ISC also provides external access to its provisioning, traffic profiling, and SLA monitoring features through CORBA/XML APIs.

In an MPLS network, a customer edge router (CE) is connected to a provider edge router (PE) in such a way that the customer's traffic is encapsulated and transparently sent to other CEs, thus creating a virtual private network. The Cisco ISC provisioning engine for MPLS accesses the configuration files on both the CE and PE to compute the necessary changes to the configuration files to support the service on the PE-CE link.

As shown in Figure A-1, Cisco requires that the Cisco ISC software is installed on its own dedicated system. The Cisco ISC workstation is optionally connected on a LAN to one or more Processing servers and Collection servers.
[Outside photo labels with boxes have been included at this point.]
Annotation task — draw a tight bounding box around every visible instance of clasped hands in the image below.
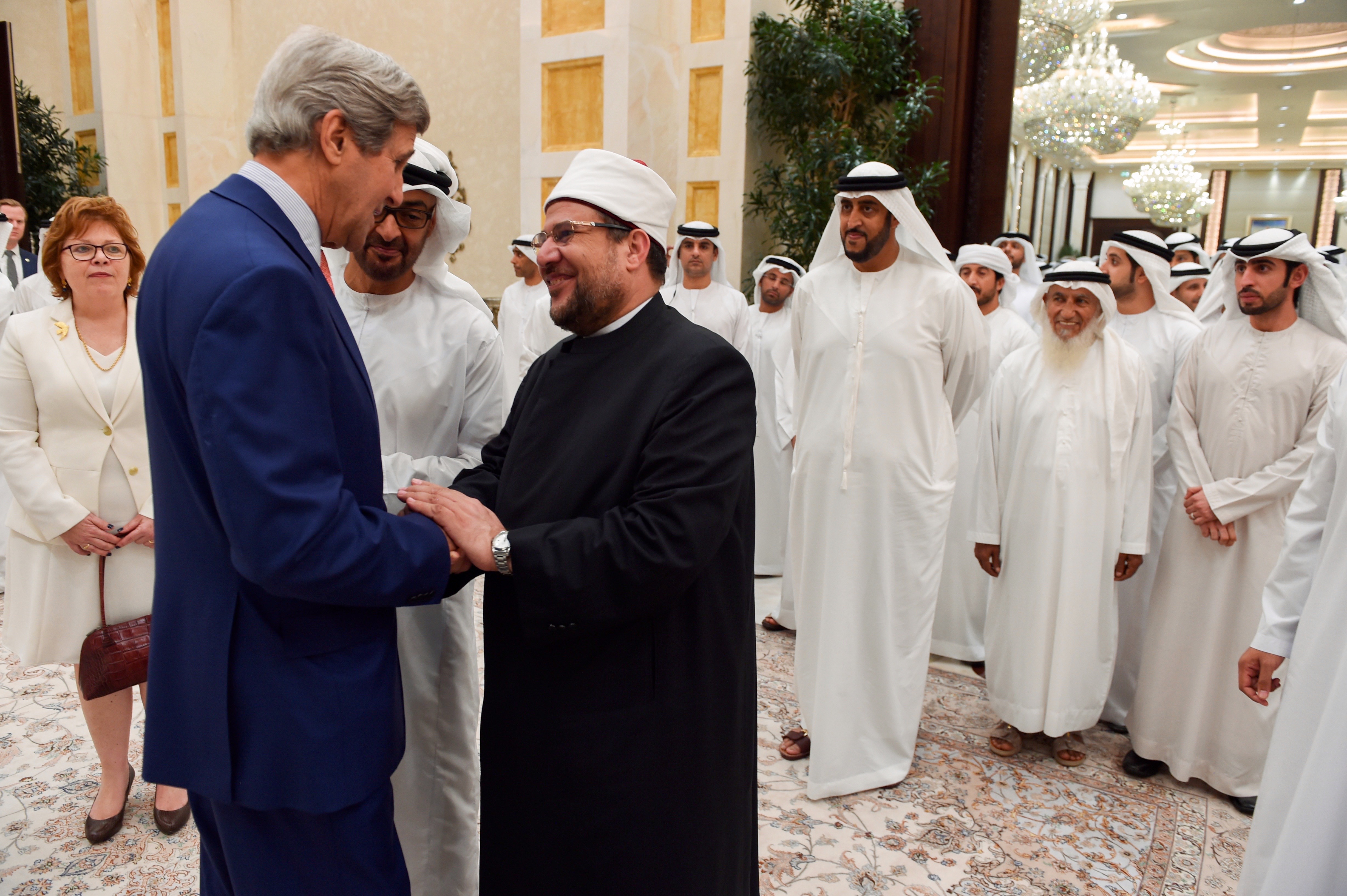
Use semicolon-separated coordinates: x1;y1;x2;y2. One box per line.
1183;485;1235;547
397;480;505;573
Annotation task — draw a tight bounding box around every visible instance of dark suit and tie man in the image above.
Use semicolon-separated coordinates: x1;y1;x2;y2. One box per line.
0;200;38;287
137;27;453;896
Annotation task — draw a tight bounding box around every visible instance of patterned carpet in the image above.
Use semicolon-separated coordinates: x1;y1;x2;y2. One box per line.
0;579;1249;896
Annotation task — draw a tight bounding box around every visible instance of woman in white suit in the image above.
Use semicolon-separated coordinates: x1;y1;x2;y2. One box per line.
0;197;190;843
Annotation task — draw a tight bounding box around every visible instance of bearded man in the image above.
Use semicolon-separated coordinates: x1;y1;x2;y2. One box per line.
777;162;987;799
325;139;505;896
404;150;758;896
664;221;749;352
1123;228;1347;814
1099;231;1201;733
971;261;1152;765
931;245;1037;675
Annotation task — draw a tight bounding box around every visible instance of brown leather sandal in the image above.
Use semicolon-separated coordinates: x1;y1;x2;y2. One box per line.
776;728;811;761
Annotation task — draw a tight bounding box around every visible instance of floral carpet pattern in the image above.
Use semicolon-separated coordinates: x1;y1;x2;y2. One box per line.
758;614;1249;896
0;581;1249;896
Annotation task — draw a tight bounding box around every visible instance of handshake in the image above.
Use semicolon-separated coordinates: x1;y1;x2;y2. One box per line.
397;480;505;573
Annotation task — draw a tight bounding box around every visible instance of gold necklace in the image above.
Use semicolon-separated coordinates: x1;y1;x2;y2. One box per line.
70;315;127;373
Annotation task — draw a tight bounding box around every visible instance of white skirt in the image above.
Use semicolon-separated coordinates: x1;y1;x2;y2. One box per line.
4;530;155;667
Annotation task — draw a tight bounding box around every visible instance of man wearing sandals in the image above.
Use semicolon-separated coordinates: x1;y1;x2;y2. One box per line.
968;261;1152;765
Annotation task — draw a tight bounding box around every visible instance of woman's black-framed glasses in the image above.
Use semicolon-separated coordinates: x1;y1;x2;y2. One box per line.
534;221;636;249
375;205;435;231
62;243;127;261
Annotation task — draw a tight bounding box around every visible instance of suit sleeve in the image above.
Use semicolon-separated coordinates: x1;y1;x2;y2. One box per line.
505;345;756;635
183;265;450;606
Figure A-1 Cisco ISC: MPLS VPN Management in the Service Provider Network

The principal Cisco ISC network elements are as follows:

ISC Network Management Subnet

The ISC Network Management Subnet is required when the service provider's service offering entails the management of CEs. The management subnet consists of the IP Solution Center workstation where ISC is installed on a Sun Solaris 8 system. On the same LAN, the service provider can optionally install one or more Processing servers.
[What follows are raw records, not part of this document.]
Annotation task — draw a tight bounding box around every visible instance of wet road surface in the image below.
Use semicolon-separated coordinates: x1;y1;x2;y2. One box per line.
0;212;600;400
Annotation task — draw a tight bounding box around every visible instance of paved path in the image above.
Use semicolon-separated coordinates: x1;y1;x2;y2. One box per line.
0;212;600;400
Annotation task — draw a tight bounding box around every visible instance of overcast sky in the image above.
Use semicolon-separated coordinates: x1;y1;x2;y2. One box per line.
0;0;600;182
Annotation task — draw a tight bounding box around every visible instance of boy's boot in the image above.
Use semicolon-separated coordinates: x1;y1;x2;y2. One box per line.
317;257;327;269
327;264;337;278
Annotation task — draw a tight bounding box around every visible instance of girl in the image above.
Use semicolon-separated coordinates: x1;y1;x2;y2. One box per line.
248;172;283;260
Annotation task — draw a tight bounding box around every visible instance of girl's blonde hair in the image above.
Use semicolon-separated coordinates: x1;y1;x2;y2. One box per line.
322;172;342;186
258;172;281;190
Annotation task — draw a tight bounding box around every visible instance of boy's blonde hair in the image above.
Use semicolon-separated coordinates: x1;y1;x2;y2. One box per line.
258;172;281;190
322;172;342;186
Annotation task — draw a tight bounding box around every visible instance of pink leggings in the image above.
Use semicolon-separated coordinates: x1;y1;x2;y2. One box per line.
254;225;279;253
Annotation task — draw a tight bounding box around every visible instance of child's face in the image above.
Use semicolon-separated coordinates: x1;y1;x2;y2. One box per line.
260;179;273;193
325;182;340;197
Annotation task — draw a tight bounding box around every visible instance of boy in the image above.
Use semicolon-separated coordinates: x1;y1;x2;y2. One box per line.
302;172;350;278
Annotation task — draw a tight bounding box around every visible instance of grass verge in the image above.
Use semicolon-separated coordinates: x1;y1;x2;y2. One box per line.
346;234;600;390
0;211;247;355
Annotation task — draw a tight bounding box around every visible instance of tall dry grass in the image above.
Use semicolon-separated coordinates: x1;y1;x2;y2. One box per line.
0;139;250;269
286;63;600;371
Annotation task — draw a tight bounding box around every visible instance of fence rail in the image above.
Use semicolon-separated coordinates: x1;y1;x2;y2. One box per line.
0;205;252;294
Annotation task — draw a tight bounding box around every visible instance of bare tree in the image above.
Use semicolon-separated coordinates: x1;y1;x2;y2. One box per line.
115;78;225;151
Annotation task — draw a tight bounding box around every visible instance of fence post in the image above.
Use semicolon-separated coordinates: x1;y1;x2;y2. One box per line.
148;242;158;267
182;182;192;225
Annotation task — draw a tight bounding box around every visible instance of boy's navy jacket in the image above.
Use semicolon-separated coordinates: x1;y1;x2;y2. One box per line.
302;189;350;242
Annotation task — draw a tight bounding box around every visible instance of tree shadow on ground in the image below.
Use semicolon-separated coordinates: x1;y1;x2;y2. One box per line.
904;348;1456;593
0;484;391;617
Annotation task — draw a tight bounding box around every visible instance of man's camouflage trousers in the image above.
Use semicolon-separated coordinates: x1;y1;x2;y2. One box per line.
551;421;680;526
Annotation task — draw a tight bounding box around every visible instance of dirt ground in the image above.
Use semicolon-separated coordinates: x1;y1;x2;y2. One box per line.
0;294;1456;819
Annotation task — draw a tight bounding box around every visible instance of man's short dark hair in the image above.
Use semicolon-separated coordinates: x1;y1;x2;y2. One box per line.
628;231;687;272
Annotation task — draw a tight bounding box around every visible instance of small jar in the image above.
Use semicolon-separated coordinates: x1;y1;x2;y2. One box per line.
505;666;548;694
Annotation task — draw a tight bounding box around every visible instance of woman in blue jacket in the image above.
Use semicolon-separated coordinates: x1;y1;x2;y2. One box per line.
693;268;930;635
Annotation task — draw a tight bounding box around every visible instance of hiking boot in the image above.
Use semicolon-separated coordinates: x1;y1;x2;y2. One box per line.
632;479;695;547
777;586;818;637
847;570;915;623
The Processing servers are responsible for executing tasks such as provisioning, auditing, SLA data collection, and so on. There can be one or more Processing server machines.

The Management VPN

The Management VPN is a special VPN employed by the ISC Network Management Subnet to manage the CEs in a service provider network. Once a CE is in a VPN, it is no longer accessible by means of conventional IPv4 routing, unless the CEs are part of the Management VPN. To communicate with the PEs, the link between the Management PE (MPE) and the Management-CE (MCE) uses a parallel IPv4 link. The Management VPN connects to the managed CEs.

Multi-VRF CE

The Multi-VRF CE is a feature that provides for Layer 3 aggregation. Multiple CEs can connect to a single Multi-VRF CE (typically in an enterprise network); then the Multi-VRF CE connects directly to a PE. Figure A-1 shows CE 1 and CE2 connected to the Multi-VRF CE, and the Multi-VRF CE is connected directly to the PE. For details, see Multi-VRF CE.
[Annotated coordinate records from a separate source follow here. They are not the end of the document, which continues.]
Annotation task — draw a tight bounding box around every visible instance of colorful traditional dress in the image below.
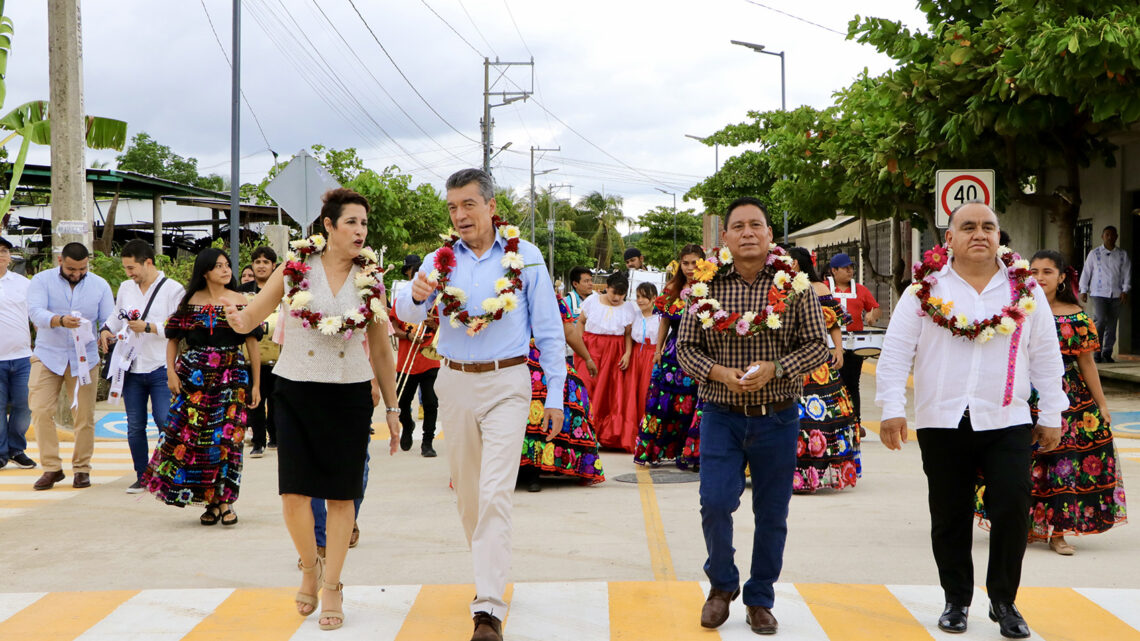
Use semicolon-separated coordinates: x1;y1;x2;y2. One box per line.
143;305;261;508
791;294;862;494
520;298;605;484
634;294;700;469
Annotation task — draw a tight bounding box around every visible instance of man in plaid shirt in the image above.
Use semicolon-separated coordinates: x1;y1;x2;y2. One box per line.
677;197;829;634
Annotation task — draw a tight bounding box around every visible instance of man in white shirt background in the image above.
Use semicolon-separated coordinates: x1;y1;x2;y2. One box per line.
99;240;186;494
0;238;35;469
1081;225;1132;363
876;203;1068;639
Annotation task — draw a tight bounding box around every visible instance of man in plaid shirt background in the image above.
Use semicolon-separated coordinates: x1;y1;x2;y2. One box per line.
677;197;829;634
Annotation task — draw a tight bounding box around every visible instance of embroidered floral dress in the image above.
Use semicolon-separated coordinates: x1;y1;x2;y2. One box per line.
520;298;605;484
634;294;700;470
1029;311;1126;541
143;305;261;508
791;295;862;494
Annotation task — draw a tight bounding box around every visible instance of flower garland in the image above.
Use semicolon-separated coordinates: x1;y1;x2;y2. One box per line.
282;234;384;340
909;245;1037;343
689;244;812;336
430;216;526;336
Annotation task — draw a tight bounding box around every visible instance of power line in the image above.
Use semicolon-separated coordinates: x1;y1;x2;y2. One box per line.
349;0;478;143
744;0;847;38
202;0;272;151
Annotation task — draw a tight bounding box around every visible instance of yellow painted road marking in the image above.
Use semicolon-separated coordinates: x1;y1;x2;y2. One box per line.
181;587;303;641
637;465;677;581
796;583;930;641
1017;587;1140;641
610;581;711;641
0;590;138;641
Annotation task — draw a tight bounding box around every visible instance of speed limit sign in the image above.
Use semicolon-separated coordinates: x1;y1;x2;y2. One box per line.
934;169;994;227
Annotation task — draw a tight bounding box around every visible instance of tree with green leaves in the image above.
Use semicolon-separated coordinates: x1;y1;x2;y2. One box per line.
636;206;702;267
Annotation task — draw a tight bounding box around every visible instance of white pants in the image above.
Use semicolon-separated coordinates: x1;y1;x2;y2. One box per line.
435;364;530;620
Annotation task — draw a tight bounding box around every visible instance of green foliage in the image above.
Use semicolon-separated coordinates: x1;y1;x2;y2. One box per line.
636;206;702;267
115;131;225;192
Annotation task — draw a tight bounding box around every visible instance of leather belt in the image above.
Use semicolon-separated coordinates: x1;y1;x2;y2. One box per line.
447;356;527;374
717;398;796;416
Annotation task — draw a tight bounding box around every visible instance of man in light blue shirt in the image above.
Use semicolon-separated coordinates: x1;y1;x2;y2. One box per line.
393;169;567;641
27;243;115;489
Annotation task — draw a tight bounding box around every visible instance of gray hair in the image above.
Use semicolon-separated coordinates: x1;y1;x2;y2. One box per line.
447;169;495;202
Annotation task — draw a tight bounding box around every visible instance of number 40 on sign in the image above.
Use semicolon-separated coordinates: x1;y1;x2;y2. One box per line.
934;169;994;227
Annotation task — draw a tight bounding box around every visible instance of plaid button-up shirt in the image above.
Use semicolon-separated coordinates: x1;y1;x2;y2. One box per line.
677;265;830;405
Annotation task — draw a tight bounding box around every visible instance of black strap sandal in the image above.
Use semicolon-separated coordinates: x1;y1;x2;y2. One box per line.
198;503;221;526
219;505;237;526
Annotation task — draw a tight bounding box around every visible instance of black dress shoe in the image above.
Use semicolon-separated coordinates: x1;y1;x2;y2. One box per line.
990;601;1029;639
938;603;970;634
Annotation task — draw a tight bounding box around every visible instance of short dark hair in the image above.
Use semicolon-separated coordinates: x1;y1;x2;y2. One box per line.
605;271;629;295
637;282;657;300
724;196;771;229
316;187;372;228
250;245;275;265
570;265;593;283
59;243;91;260
119;238;155;262
446;168;495;202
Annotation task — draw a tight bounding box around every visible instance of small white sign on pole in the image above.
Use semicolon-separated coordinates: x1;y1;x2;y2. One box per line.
934;169;994;228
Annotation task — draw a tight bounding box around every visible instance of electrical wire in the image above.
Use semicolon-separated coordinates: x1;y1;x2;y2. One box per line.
202;0;272;150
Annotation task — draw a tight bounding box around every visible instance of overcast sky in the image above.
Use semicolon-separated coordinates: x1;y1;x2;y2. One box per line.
3;0;925;228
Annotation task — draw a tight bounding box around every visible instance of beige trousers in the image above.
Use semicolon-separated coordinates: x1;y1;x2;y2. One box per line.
435;364;530;620
27;356;99;473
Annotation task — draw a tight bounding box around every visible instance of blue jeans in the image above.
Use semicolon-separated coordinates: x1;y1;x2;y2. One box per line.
312;451;372;547
123;365;170;480
700;403;799;608
0;357;32;463
1092;297;1121;356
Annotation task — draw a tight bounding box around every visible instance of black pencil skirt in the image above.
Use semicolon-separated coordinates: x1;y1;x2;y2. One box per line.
274;376;373;501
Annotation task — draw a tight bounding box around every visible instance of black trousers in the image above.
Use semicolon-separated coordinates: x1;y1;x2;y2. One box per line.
918;415;1033;606
839;349;863;420
400;367;439;446
249;363;277;448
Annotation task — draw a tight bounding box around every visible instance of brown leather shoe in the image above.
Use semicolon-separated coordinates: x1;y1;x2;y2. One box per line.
744;606;780;634
471;612;503;641
32;470;65;489
701;587;740;627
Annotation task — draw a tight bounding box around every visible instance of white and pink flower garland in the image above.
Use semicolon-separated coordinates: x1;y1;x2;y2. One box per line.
282;234;384;340
689;244;812;336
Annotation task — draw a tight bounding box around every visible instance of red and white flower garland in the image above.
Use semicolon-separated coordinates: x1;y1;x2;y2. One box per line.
430;216;526;336
282;234;386;340
909;245;1037;343
689;244;812;336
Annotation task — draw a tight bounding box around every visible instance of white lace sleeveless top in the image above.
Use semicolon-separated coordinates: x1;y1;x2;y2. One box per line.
274;255;373;383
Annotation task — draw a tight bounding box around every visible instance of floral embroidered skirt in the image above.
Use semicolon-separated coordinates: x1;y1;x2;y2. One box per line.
520;341;605;484
143;347;251;508
634;334;700;465
791;363;863;494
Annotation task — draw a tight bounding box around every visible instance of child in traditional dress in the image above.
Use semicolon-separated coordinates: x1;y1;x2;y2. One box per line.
575;274;638;452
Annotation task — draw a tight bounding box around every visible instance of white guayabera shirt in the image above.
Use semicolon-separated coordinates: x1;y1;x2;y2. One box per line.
876;259;1068;431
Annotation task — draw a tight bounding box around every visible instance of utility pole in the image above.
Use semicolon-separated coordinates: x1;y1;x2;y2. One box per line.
530;147;562;243
481;57;535;173
229;0;242;273
48;0;95;255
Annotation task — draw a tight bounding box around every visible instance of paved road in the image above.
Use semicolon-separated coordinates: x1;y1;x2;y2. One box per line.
0;367;1140;641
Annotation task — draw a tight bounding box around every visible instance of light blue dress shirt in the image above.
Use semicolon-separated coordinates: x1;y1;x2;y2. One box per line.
393;232;567;409
27;267;115;376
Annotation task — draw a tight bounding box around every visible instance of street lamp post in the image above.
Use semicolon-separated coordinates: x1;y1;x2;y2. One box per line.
653;187;677;254
728;40;788;244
Layer 2 Access to MPLS VPNs

The service provider can install multiple Layer 2 switches between a PE and CE, as shown in Figure A-1. This feature provides Layer 2 aggregation. Additional CEs can be connected to the switches as well. Cisco supports two switches for the Layer 2 access to MPLS: either a Cisco Catalyst 2950 Switch or a Cisco Catalyst 3550 Intelligent Ethernet Switch.

Collection Servers

Cisco ISC is designed to provision a large number of devices through its distributed architecture. If the Master server (equivalent to the ISC workstation) cannot keep up with the number of devices, Collection servers can be added to off load the work of the Master server. Among other tasks, Collection servers are responsible for uploading and downloading configuration files to and from Cisco routers. For more information, see Defining Collection Zones and Assigning Devices to Zones.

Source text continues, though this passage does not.